Drei Hebel, die KI im Pricing dreht
Wettbewerbsüberwachung in Echtzeit: Klassisches Marktbeobachten heißt: einmal täglich Preise crawlen, manuell vergleichen, Entscheidung treffen. KI-Systeme überwachen Hunderte Wettbewerber kontinuierlich und reagieren automatisch, wenn ein Konkurrent den Preis senkt – oder erhöht.
Nachfragebasierte Preisanpassung: Steigt die Nachfrage nach einem Produkt sprunghaft (etwa durch einen viralen Social-Media-Post), kann ein KI-System den Preis moderat anheben – und so Umsatz maximieren, bevor der Lagerbestand aufgebraucht ist. Sinkt die Nachfrage, erfolgt eine gezielte Preissenkung, bevor Ware unverkauft veraltet.
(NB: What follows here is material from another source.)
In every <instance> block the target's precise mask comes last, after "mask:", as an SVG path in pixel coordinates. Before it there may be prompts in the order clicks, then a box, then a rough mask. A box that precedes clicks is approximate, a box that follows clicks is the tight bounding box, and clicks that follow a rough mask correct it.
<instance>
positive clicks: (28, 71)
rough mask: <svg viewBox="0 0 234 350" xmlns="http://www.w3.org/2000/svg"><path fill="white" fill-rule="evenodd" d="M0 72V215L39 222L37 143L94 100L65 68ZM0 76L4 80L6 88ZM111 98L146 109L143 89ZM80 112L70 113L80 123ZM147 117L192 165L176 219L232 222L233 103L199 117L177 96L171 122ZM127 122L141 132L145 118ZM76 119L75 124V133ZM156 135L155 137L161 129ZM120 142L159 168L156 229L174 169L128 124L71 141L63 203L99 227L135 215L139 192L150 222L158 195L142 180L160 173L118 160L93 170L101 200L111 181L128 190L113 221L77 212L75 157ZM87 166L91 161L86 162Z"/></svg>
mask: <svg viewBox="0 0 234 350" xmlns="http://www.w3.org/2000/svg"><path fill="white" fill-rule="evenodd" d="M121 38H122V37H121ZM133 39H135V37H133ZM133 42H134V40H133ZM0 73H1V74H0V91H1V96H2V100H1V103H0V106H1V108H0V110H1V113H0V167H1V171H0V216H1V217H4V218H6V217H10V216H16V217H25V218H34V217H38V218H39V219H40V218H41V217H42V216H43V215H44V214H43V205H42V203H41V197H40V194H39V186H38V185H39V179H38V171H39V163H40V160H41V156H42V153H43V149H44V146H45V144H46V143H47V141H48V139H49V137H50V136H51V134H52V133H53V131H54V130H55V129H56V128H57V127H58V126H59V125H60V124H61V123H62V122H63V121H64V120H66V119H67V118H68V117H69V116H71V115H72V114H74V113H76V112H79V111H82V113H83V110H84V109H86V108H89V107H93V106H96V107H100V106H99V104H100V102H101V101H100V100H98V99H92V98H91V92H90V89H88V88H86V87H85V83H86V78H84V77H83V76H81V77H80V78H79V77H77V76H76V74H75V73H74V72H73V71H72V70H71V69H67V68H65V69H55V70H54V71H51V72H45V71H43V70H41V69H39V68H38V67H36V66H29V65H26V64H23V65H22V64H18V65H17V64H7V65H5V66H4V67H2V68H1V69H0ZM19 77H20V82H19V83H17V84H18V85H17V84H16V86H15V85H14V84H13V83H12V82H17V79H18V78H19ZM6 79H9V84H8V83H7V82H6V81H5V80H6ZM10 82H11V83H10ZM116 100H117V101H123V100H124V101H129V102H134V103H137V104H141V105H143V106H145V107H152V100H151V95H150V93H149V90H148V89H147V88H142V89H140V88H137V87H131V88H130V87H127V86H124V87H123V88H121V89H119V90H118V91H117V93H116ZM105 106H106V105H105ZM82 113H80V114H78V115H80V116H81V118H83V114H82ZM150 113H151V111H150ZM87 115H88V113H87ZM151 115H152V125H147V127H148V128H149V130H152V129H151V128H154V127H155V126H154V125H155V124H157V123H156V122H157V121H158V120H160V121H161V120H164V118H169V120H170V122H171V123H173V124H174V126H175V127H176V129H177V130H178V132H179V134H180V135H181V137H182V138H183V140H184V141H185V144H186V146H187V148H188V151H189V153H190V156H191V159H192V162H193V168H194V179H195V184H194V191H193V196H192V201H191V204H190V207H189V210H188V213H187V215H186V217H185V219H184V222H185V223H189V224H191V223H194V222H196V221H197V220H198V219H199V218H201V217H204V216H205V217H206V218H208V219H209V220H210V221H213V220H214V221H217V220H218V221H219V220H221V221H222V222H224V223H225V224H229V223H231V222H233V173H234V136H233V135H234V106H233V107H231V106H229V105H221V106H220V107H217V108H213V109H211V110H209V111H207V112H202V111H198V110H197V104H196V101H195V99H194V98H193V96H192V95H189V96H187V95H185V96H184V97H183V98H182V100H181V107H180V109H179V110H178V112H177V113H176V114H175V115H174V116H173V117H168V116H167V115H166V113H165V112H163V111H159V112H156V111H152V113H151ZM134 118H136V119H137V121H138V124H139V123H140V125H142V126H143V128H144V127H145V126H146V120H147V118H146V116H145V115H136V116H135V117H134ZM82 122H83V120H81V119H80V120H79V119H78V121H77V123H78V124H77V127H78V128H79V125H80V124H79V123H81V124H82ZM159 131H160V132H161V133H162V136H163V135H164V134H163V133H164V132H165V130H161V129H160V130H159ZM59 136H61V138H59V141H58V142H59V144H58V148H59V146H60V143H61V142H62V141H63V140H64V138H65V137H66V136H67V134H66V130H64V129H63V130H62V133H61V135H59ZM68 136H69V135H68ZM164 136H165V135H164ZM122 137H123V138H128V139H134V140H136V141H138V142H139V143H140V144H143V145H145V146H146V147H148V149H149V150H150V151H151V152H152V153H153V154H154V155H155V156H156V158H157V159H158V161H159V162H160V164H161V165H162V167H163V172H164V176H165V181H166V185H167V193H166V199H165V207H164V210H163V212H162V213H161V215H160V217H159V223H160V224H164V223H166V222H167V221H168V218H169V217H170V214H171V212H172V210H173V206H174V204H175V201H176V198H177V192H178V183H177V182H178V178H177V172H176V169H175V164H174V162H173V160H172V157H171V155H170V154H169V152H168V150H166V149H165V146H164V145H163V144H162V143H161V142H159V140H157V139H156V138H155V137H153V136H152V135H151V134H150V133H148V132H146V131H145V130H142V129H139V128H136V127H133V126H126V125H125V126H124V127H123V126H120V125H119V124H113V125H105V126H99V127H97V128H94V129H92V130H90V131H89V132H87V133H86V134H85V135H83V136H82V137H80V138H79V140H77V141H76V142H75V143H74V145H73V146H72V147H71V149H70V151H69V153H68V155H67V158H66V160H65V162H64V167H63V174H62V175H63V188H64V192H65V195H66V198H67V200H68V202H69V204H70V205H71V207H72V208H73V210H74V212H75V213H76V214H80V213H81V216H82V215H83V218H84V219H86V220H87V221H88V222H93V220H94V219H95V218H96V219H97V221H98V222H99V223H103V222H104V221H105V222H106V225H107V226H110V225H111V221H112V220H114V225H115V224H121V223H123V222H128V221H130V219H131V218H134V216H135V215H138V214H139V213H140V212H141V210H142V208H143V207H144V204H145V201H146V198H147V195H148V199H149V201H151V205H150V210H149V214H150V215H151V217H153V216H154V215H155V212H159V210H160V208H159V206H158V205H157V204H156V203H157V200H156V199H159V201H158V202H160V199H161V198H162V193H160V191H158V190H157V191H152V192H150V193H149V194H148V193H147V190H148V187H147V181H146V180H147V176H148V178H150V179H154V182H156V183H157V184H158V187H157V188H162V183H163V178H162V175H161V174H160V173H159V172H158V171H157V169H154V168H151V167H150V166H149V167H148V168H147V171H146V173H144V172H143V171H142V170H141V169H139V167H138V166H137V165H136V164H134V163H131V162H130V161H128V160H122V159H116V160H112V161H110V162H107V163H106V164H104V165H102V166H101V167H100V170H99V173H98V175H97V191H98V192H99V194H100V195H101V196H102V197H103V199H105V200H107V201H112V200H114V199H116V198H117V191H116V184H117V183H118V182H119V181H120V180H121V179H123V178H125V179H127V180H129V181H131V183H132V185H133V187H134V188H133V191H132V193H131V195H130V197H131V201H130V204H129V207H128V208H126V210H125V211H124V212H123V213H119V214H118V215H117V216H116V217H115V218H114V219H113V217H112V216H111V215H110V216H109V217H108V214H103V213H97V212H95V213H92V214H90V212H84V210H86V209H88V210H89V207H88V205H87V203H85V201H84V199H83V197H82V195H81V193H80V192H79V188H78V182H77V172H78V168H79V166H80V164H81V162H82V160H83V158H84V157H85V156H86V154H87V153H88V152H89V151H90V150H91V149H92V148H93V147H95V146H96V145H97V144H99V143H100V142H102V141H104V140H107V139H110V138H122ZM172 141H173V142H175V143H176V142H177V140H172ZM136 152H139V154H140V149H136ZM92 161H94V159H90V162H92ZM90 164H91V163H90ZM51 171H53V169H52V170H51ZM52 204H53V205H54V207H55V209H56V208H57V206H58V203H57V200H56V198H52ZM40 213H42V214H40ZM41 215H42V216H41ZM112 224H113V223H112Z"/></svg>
Personalisierte Preise auf Segmentebene: Nicht jeder Kunde ist gleich preissensitiv. KI-Systeme können auf Basis von Kaufhistorie und Nutzerverhalten Preisnachlässe gezielt an die Kundensegmente ausgeben, die sie wirklich benötigen – und Vollpreiszahler nicht unnötig rabattieren.
Worauf man achten muss
Dynamisches Pricing birgt Risiken: Zu aggressive Preisanpassungen können das Vertrauen von Stammkunden beschädigen. Wer heute 49 Euro zahlt und morgen sieht, dass das gleiche Produkt für 35 Euro im Shop steht, fragt sich, ob er übers Ohr gehauen wurde.
Kluge Systeme definieren deshalb Preiskorridore: einen Mindestpreis (der die Marge schützt) und einen Maximalpreis (der das Vertrauen schützt). Innerhalb dieses Korridors agiert die KI autonom.
Welche Tools den Einstieg erleichtern
Für den DACH-Markt gibt es spezialisierte Anbieter wie Omnia Retail, Patagona oder Blackbird, die sich an bestehende Shop-Systeme wie Shopware, OXID oder Shopify anbinden. Die Einrichtung dauert typischerweise ein bis zwei Wochen; erste Ergebnisse – höhere Conversion Rate, bessere Marge, weniger Überbestand – zeigen sich oft schon in den ersten 30 Tagen.
Das Fazit ist simpel: Wer Preise noch einmal monatlich per Hand pflegt, kämpft mit den Werkzeugen von gestern. Der Markt bewegt sich in Echtzeit – die Preise sollten es auch tun.